It shouldn't. But run some quick tests, if you manage to get it to die, share the logs.


#11

Yep I have a big project that I need to finish, but as soon as it completes I'll do some testing and report back.

Thank you,
Tony


#12

...unless this is combined with a plugin which is trying to "touch the cloud", so-to-speak.


#13

OK I can absolutely confirm that my print jobs fail the second my PI loosed network connectivity. I've been able to reproduce it every time. Based on the above it seems like it might be a plugin. Just wasted an entire role of filament and burned up a print nozzle last night.

I have logs this time. Octoprint Logs.zip (87.5 KB)


#14

Try disabling that.


#15

OK once my job completes I will remove it. Never ended up using anyways. I hope this solves the issue as I want to keep using Octoprint if at all possible.

Thank you!


#16

Did it solve the issue?

If so that would probably be something for @Kenneth_Jiang to take a closer look at.

If not we'll have to dig deeper. I'd start with enabling serial.log, connecting to the printer, taking the Pi offline, back online and then checking if there's anything in the serial.log. If not, repeat with a small print job. Also see if you can reproduce the behaviour in safe mode (couldn't find in this topic whether you'd already tested that).

Based on your octoprint.log I don't see it switching away from state Printing once the plugin messages start to flood in (which is a I guess when connectivity is lost?).


#17

Sorry I swore I followed up. Yes, removing that plugin did solve the issue.

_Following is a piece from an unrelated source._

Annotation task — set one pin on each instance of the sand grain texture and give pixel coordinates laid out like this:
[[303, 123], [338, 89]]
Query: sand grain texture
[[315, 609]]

I think that plug-in should warn you that once installed your prints will fail if you loose your network connection.

Thanks for checking up on me.

Tony


#18

Go over to his repository and let him know that it's behaving badly upon network loss. It's something that he can test (pull the Ethernet cable) during a print job. I'm assuming that Python has try/catch/finally behavior.


#19

What @OutsourcedGuru said. Best open a ticket in the plugin's issue tracker. I'm fairly sure that this is probably not the intended behaviour, so @Kenneth_Jiang will probably want to know about it and be able to look into it.


#20

@ibgeek Assuming the problem you reported was specific to ethernet connection (wifi connections drops all the time), I did very thorough testing by disabling my Pi's Wifi, and randomly plugging/unplugging my ethernet cable. My print never crashed. Not even a slight pause.
Assuming this is a bug in my plugin (since after you removed the plugin you no longer had crashes), I'll appreciate it if you can work with me to figure this out since you seem to be the only one who can reliably reproduce it. Can you go back tothe issue you opened and filled in a bit more details based on the questions I asked there? Thanks!